From the first days of this year, Bitcoin Cash (BCH/USD) was moving higher, while trading above its short-term upside support line taken from the low of January 3rd. But on February 16th, the crypto took a strong hit and gapped down below that line. After that, BCH/USD did recover some of its losses, but eventually slid back down again. Now the price is close to testing its key support area, at 365.00, which is the current low of February. For now, we will take a bearish approach, but will wait for a break below that area in order to get comfortable with further declines.
As mentioned above, we will get more comfortable with lower areas, if we see a price-drop below the 365.00 hurdle. This way, more sellers could join in and drive the crypto lower. That’s when we will target the 337.00 obstacle, or even the 324.00 hurdle, marked by an intraday swing high of January 24th. BCH/USD might get a hold-up around there, or even correct back up a bit. However, if the bears are still feeling comfortable, another test and a break of the 324.00 zone may clear the path to the 295.00 level, marked by the lowest point of January.
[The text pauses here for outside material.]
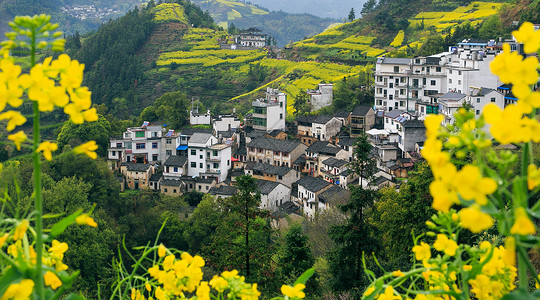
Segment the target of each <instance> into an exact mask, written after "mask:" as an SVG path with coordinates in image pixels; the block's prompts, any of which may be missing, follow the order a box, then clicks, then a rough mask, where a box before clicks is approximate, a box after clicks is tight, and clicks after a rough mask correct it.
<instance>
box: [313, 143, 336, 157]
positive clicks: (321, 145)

Although our oscillators, the RSI and the MACD, are well below their equilibrium lines, still, there is a bit of room for some more downside. The RSI continues to drift below 50 and the MACD remains below zero and its trigger lines. Both indicators are currently somewhat in support of the downside scenario.
The alternative scenario here could be triggered if the price rises above the 427.00 area, which is the high of February 18th. If so, we will then aim for the 456.00 obstacle, a break of which may clear the path to the 496.00 level, marked by the current highest point of this year.